2019-07-20: We encourage users to help the talented Kyoto Animation staff recover from the recent horrific tragedy.
2019-08-19 New scrapers are in the progress of development, with promising results on /wsg/. On behalf of all archivers, unless Asagi is replaced, as 4chan grows we are all are in grave danger under the strain of deep software inefficiency and unsustainable costs (like fireden). More details here.
2019-09-02: The old frontend server had its issues fixed by the provider, but we may still want to move to it to our backend server to cut costs and reduce reliance on an increasingly overprovisioned host. We may be able to scrape more boards if funding and more efficient scrapers are provided for expansion. Donations to our site would help in case of image storage failure.
Please refrain from spamming the ghostposting system or it may not be around for long.

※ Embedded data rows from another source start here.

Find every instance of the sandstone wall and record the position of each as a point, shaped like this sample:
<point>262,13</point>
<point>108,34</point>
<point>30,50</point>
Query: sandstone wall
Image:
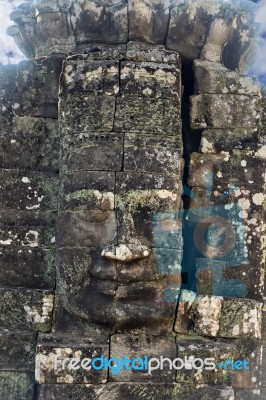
<point>132,156</point>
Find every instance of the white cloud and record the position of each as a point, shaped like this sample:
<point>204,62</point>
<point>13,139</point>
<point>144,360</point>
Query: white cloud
<point>7,44</point>
<point>259,66</point>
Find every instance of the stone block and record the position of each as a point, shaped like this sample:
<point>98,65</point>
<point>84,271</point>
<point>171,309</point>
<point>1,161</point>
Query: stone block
<point>91,77</point>
<point>233,141</point>
<point>229,318</point>
<point>150,79</point>
<point>78,266</point>
<point>69,321</point>
<point>86,285</point>
<point>88,190</point>
<point>141,346</point>
<point>185,311</point>
<point>26,309</point>
<point>93,151</point>
<point>54,32</point>
<point>195,351</point>
<point>219,278</point>
<point>139,51</point>
<point>215,78</point>
<point>226,172</point>
<point>99,116</point>
<point>66,361</point>
<point>144,202</point>
<point>28,191</point>
<point>148,115</point>
<point>240,318</point>
<point>7,92</point>
<point>161,265</point>
<point>36,138</point>
<point>103,22</point>
<point>16,385</point>
<point>249,378</point>
<point>225,111</point>
<point>87,228</point>
<point>150,154</point>
<point>134,391</point>
<point>246,394</point>
<point>31,268</point>
<point>144,308</point>
<point>26,237</point>
<point>37,88</point>
<point>17,351</point>
<point>148,22</point>
<point>187,31</point>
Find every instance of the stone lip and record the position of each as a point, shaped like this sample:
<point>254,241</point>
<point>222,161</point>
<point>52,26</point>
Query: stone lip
<point>212,31</point>
<point>125,252</point>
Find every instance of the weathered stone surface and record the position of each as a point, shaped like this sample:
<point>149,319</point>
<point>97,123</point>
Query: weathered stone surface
<point>150,79</point>
<point>99,116</point>
<point>232,318</point>
<point>26,237</point>
<point>240,318</point>
<point>93,151</point>
<point>36,139</point>
<point>224,111</point>
<point>55,31</point>
<point>138,198</point>
<point>141,346</point>
<point>28,191</point>
<point>26,309</point>
<point>185,311</point>
<point>17,351</point>
<point>30,268</point>
<point>103,22</point>
<point>207,315</point>
<point>69,323</point>
<point>249,378</point>
<point>136,391</point>
<point>148,21</point>
<point>7,92</point>
<point>144,308</point>
<point>245,394</point>
<point>61,361</point>
<point>37,88</point>
<point>89,228</point>
<point>147,115</point>
<point>197,350</point>
<point>232,141</point>
<point>139,51</point>
<point>51,5</point>
<point>207,30</point>
<point>88,190</point>
<point>212,170</point>
<point>15,384</point>
<point>212,78</point>
<point>148,154</point>
<point>92,77</point>
<point>160,264</point>
<point>86,284</point>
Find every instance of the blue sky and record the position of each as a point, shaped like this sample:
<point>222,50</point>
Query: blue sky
<point>7,44</point>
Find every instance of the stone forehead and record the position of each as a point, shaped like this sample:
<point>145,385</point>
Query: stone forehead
<point>214,30</point>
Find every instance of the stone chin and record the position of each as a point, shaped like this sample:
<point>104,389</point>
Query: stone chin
<point>125,253</point>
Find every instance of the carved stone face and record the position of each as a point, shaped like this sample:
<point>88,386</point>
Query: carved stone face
<point>119,242</point>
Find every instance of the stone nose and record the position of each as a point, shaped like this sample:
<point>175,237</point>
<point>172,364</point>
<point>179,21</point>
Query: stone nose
<point>125,252</point>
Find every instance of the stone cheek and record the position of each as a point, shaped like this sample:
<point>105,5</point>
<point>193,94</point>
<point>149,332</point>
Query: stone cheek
<point>127,269</point>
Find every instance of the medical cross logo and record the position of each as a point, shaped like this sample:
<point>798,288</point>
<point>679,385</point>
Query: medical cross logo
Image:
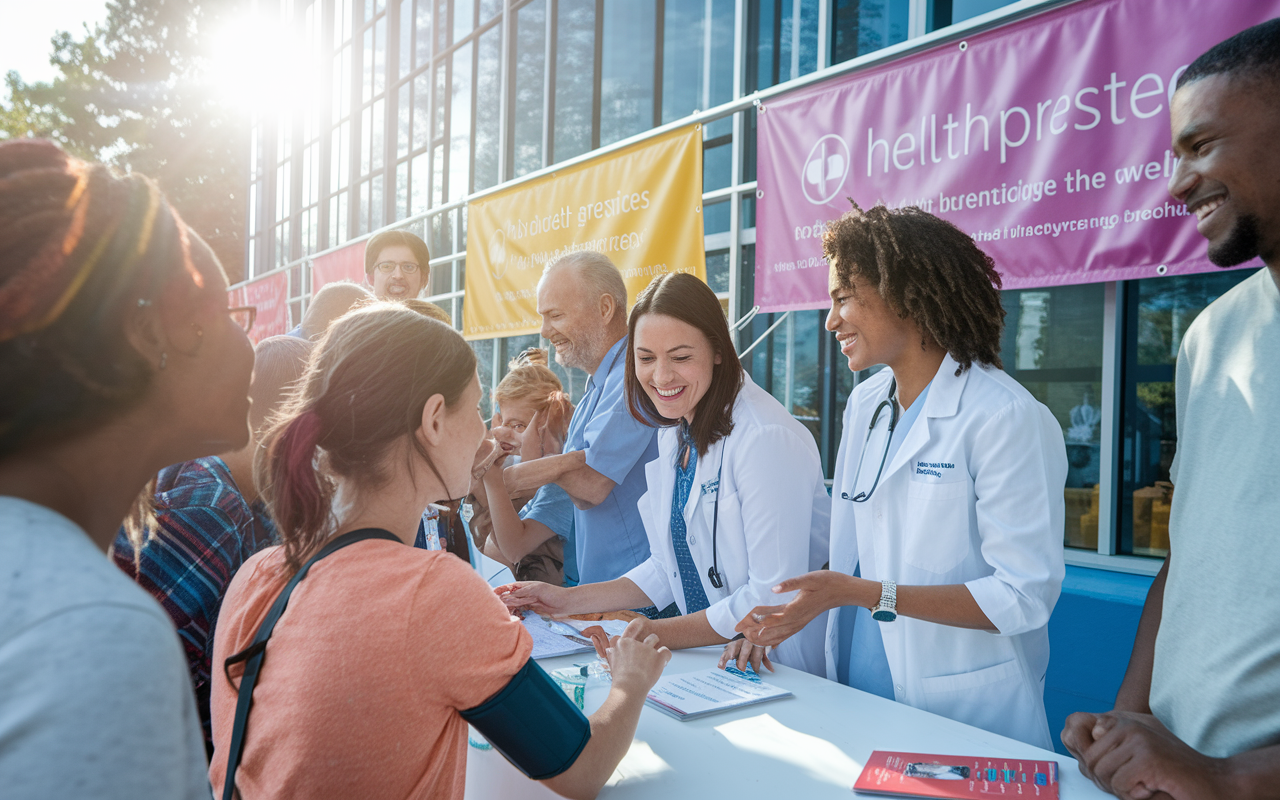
<point>826,169</point>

## Developer No.3894 View ViewReplyReportDelete
## TL;DR Regarding the Absolute State of 4chan Archival

At Desuarchive we have long struggled with many issues with many unsolved mysteries from the previous admin (peace be upon his wrists), but we have now set up the archiver on a more stable footing and there is some development going on with the scraper at least, so things are looking up as you may have seen this past year.

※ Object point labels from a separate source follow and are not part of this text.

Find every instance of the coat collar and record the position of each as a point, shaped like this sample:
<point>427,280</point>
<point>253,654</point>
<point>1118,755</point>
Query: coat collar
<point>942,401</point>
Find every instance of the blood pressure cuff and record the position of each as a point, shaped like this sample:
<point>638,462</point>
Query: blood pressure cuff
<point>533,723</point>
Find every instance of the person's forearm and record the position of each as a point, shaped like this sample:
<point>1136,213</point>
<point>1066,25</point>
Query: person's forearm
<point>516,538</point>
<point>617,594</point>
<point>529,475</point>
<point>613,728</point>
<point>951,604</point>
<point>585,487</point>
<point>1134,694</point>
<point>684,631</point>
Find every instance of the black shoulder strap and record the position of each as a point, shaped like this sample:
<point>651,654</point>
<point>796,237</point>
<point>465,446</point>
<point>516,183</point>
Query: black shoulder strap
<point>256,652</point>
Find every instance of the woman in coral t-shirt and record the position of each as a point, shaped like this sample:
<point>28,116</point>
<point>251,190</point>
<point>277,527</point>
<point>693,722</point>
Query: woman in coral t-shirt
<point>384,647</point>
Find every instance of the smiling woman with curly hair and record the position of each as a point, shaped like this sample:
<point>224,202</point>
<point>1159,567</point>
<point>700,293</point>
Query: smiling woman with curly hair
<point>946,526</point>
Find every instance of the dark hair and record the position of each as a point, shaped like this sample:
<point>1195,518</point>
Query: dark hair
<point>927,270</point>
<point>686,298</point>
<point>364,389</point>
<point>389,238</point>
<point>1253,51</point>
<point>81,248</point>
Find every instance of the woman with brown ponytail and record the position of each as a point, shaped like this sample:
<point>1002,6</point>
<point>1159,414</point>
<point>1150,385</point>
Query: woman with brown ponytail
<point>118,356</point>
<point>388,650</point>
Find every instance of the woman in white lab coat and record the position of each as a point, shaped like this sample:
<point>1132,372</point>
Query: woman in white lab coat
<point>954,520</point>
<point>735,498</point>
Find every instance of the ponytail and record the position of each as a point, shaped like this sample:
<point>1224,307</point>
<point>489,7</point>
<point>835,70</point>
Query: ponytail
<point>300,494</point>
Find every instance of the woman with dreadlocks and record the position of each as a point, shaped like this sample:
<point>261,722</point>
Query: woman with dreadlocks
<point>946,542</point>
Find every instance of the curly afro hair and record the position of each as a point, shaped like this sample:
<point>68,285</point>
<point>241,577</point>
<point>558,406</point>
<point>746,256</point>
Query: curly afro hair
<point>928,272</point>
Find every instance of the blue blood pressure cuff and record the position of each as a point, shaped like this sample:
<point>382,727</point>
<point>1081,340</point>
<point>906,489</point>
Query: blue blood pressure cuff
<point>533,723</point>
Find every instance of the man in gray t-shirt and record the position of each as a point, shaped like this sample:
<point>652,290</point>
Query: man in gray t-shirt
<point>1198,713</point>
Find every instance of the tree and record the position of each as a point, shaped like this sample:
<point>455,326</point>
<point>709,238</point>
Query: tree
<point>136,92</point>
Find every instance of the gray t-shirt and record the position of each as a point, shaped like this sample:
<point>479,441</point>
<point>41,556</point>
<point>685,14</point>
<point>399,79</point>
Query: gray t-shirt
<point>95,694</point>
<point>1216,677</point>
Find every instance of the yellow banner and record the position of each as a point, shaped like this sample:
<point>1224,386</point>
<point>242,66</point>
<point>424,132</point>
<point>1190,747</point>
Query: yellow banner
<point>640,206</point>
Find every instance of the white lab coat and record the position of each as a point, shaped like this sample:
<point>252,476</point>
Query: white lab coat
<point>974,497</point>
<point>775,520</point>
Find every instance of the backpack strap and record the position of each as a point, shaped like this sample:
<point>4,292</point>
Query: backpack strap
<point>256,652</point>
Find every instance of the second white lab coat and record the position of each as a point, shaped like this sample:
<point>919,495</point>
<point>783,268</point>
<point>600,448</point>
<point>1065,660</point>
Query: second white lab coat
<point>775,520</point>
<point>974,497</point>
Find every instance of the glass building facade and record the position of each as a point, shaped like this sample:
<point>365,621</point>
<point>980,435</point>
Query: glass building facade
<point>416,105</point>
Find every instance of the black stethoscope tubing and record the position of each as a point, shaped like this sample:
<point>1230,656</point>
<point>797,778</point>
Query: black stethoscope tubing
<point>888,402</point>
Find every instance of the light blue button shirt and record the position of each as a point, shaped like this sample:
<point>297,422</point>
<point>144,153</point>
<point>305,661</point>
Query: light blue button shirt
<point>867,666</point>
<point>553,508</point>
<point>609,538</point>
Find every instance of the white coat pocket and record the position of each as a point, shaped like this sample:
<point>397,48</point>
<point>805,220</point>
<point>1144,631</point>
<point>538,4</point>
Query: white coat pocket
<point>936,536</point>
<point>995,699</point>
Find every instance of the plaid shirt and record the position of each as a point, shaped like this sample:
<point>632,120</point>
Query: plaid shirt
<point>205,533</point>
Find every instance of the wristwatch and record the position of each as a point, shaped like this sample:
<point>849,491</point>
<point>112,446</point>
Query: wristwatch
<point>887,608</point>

It is imperative for the survival of all 4chan archivers that Java-based Asagi is replaced (especially given the downfall of Fireden) and significant efficiency improvements are made in both excessive HTTP requests and RAM usage, while providing the same reliability and accuracy. As 4chan grows all archivers will be in grave danger of dying under the strain of deep software inefficiency and unsustainable costs if this is not done.

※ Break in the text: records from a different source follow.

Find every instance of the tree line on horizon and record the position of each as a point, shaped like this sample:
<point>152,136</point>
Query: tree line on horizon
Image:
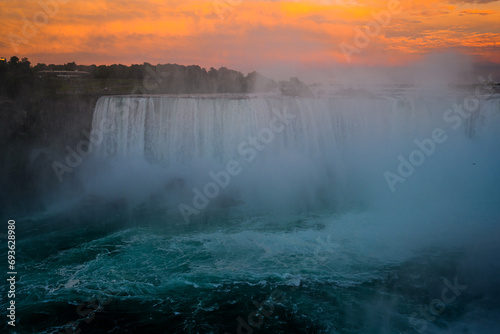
<point>18,78</point>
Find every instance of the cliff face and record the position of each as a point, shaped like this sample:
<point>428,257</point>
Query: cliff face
<point>33,134</point>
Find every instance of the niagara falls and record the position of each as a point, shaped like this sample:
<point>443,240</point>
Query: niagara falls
<point>250,167</point>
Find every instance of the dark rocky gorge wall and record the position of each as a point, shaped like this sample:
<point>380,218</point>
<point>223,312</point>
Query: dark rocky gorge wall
<point>32,136</point>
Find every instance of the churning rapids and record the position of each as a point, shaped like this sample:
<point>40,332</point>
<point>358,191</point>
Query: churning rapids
<point>266,214</point>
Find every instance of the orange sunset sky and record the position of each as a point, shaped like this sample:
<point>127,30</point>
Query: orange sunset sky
<point>248,35</point>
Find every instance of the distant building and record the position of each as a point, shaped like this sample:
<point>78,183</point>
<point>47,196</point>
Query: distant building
<point>63,74</point>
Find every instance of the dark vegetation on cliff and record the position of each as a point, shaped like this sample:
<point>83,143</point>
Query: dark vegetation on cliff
<point>45,108</point>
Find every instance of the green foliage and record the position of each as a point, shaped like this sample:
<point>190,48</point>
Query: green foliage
<point>19,80</point>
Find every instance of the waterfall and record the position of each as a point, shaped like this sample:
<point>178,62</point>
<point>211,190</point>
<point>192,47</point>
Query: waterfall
<point>292,153</point>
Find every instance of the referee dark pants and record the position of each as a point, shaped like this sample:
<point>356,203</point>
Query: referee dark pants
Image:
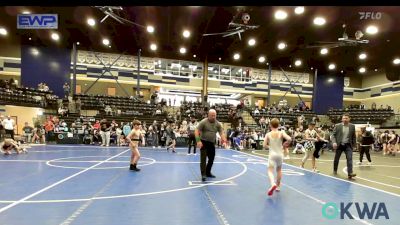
<point>207,151</point>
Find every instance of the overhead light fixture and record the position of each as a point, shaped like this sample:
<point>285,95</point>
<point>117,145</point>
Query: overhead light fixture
<point>251,42</point>
<point>186,33</point>
<point>299,10</point>
<point>55,36</point>
<point>319,21</point>
<point>153,47</point>
<point>3,31</point>
<point>150,29</point>
<point>362,56</point>
<point>280,15</point>
<point>371,29</point>
<point>106,41</point>
<point>91,22</point>
<point>282,45</point>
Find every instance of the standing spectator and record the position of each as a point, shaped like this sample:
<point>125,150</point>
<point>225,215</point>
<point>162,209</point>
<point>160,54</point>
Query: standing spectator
<point>367,142</point>
<point>9,125</point>
<point>49,128</point>
<point>66,88</point>
<point>344,139</point>
<point>27,132</point>
<point>205,138</point>
<point>192,138</point>
<point>78,105</point>
<point>105,132</point>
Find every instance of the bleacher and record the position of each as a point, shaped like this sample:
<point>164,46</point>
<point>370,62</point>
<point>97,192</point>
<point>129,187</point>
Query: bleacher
<point>371,116</point>
<point>288,118</point>
<point>28,97</point>
<point>127,106</point>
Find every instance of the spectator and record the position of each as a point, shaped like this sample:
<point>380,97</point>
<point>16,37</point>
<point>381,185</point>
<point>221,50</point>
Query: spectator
<point>9,125</point>
<point>66,88</point>
<point>27,132</point>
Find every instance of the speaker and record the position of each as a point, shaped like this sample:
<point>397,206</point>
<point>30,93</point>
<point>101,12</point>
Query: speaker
<point>392,73</point>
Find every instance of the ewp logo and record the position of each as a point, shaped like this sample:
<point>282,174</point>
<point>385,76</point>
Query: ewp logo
<point>37,21</point>
<point>331,210</point>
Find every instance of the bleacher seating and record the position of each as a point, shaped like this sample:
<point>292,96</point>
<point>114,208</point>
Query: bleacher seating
<point>377,116</point>
<point>29,97</point>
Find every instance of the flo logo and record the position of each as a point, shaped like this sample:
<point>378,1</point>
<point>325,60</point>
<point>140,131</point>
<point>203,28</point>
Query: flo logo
<point>331,210</point>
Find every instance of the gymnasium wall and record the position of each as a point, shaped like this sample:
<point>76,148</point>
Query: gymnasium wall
<point>328,92</point>
<point>45,64</point>
<point>374,79</point>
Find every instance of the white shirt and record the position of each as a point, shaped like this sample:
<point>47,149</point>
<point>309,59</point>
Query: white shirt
<point>8,124</point>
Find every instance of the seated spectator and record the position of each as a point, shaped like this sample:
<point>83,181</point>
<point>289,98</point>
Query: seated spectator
<point>9,144</point>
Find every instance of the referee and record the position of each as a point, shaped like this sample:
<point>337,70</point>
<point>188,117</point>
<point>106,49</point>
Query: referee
<point>206,132</point>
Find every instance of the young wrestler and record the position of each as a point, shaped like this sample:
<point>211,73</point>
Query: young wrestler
<point>133,139</point>
<point>273,141</point>
<point>9,144</point>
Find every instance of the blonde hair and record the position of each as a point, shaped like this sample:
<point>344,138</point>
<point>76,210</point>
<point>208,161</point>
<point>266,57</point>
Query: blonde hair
<point>275,123</point>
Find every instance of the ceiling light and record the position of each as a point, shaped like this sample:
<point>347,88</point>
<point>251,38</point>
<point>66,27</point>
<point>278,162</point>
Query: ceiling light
<point>324,51</point>
<point>106,41</point>
<point>91,22</point>
<point>3,31</point>
<point>150,29</point>
<point>280,15</point>
<point>55,36</point>
<point>182,50</point>
<point>299,10</point>
<point>252,42</point>
<point>186,33</point>
<point>372,29</point>
<point>153,47</point>
<point>281,45</point>
<point>319,21</point>
<point>362,56</point>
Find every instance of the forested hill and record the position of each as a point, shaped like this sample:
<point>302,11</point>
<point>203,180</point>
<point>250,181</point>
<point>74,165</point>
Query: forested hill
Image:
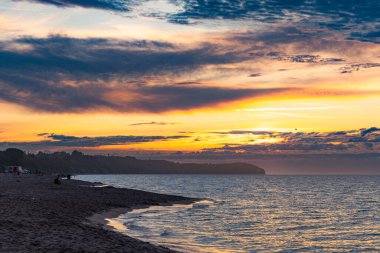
<point>79,163</point>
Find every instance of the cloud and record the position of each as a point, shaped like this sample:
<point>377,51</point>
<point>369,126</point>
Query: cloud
<point>356,67</point>
<point>255,75</point>
<point>357,19</point>
<point>62,74</point>
<point>111,5</point>
<point>153,123</point>
<point>353,141</point>
<point>57,140</point>
<point>303,58</point>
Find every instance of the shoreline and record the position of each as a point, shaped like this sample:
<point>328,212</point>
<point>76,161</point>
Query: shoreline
<point>39,216</point>
<point>102,219</point>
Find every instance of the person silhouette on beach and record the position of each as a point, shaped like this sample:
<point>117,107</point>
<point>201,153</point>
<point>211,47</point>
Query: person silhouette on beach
<point>57,180</point>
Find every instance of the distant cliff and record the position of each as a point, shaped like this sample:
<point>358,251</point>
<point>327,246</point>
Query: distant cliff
<point>79,163</point>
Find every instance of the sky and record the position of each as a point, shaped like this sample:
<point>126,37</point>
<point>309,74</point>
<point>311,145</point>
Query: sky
<point>292,86</point>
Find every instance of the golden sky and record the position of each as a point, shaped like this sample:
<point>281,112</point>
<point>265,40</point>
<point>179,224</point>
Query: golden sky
<point>168,76</point>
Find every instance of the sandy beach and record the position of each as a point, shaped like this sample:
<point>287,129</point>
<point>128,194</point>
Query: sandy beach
<point>38,216</point>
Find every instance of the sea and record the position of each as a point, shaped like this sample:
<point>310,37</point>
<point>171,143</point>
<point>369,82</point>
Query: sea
<point>256,213</point>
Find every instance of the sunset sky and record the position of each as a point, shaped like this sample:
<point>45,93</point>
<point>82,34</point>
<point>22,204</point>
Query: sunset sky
<point>291,85</point>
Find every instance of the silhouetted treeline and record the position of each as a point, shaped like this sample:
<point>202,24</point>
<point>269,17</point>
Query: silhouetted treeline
<point>79,163</point>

Archives are not going to be sustainable as seen with Fireden if only one dude has to shoulder the weight of thousands of dollars of equipment and bandwidth usage. The next archiver on the deathwatch appears to be Warosu.

On behalf of all 4chan archives, we need your help with the two scrapers being developed. These scrapers are currently set to be Asagi compatible as a future drop-in replacement for all other archivers: which is no small feat as Asagi regularly uses 40-60GB of RAM at full load but these could use as low as 30-150MB.

https://github.com/bibanon/eve - Python based scraper. We currently actively test it in production with /wsg/ scraping.

https://github.com/bbepis/Hayden - C# .NET light scraper, still needs testing for evaluation. But it's doing real great.

As such, we hope to be able to build a brand new archival stack based on these that dispenses with the inefficiencies of the scrapers of the past using PostgreSQL JSONB to store threads exactly as they are from the 4chan API (NoSQL style). While we are not frontend developers, we can sidestep this by building middleware to emit a 4chan compatible API, so that 4chan-X can be used as the JavaScript webapp and Android apps (Chanu, Clover) and iPhone apps could be modified with a few lines of code to work with the archive.

In support of research and onboarding for this, this effort 4plebs has generously developed partial 4chan API compatibility for the FoolFuuka frontend which is slowly being rolled out. This will allow Android and iPhone applications to view the FoolFuuka archivers (but not ghostpost yet). If you are a PHP developer we need your help here.


They also developed 4plebs X which uses 4chan-X to function as a webapp frontend, possibly able utilize this 4chan API to replace the user facing part of the PHP HHVM FoolFuuka stack with a familiar alternative. It has flaws such as the lack of search and ghostposting, but hopefully developers could try to step in regarding that.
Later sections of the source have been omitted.